Film Camp for Autistic Children Premieres at SMC

Joey Travolta and his campers.
Autistic children who struggle to communicate are learning to express themselves through the language of film at a groundbreaking camp taking place at Saint Mary's College of California.

Under the direction of filmmaker Joey Travolta, 35 children ranging from 8 to 19 are creating a takeoff on the television show "American Bandstand," complete with music videos and commercials. The two-week camp is sponsored by the Saint Mary's School of Education.

Problems with social interaction and a lack of interest in sports often isolate autistic children. Making movies clicks with them because it gives them a voice and the support they need to express themselves, according to Travolta.

"It takes a very family-like atmosphere to make a film," Travolta said. There's a lot of collaboration. It's an empowering thing for these children."

Parent Karra Barber said the Joey Travolta Short Film Camp has been a "magical" experience for the children, helping them to forge social connections.

"They're all talking about film," said Barber. "They have a common interest and they're excited about it."

Barber's 13-year-old son Thomas, who suffers from a mild variant of autism called Asperger's syndrome, enjoys writing scripts and wanted to attend a film camp. When she couldn't find a camp in the East Bay, Barber contacted Travolta, who runs film programs for children and adults with developmental disabilities. He told her he would direct the camp if she would organize it.

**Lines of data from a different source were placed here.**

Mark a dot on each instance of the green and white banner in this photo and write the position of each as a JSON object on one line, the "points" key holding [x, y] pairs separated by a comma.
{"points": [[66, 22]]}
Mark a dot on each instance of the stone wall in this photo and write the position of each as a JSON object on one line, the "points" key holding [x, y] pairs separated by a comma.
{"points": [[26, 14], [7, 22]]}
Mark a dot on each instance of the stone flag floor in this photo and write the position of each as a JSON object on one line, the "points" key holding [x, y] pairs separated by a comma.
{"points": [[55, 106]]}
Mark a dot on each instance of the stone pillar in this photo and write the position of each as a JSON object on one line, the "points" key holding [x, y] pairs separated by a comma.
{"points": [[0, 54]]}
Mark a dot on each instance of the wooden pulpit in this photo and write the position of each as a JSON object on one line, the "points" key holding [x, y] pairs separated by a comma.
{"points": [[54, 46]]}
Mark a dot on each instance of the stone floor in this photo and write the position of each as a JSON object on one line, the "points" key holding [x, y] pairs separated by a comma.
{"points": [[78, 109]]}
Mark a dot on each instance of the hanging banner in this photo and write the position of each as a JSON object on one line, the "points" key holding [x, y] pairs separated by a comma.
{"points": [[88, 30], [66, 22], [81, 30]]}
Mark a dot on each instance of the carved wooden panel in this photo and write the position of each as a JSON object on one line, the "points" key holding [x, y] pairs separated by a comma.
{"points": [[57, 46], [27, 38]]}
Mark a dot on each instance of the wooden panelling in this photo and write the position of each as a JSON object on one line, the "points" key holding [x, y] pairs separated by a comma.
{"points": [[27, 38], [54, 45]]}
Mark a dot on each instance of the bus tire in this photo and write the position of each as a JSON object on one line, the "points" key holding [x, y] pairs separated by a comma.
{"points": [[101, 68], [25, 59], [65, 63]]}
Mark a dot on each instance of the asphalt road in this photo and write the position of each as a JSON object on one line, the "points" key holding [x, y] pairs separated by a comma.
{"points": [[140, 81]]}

"Joey used to be a special education teacher so he knows how to keep it structured and interesting," said Barber.

When it came time to finding a location, Barber said she thought Saint Mary's would understand the need for the camp so she called David Krapf, director of the special education program in the School of Education.

"I think this is a great service to these children," said Krapf. "They're learning how to work together and it could create career opportunities for them to pursue in the future."

As an inclusion program, the campers include 25 children with autism and 10 who don't have a disability but do have an interest in drama. That's the case for 11-year-old Kelly Condon and his sister, 9-year-old Madison.

"I really like it," said Kelly. "I'm learning how to do stuff like how to act properly."

The camp is also helping his sister feel more confident.

""I like to act a lot and to be in front of people on a stage, but sometimes I get very shy," said Madison. "I think it's an awesome thing they're doing here."

The camp is supported by Full Circle of Choices and Renaissance Club Sport. Campers and crew will reunite on Sept. 22 at Saint Mary's College for a combination film premiere and red carpet awards ceremony.

Travolta, who is working with an 11-member film crew, encourages the children to write their own spots and then helps them develop dialogue. He said his role as a director is to make actors comfortable and, in the case of the children, keep them engaged.

"I get more out of it than they do," Travolta said of the camp.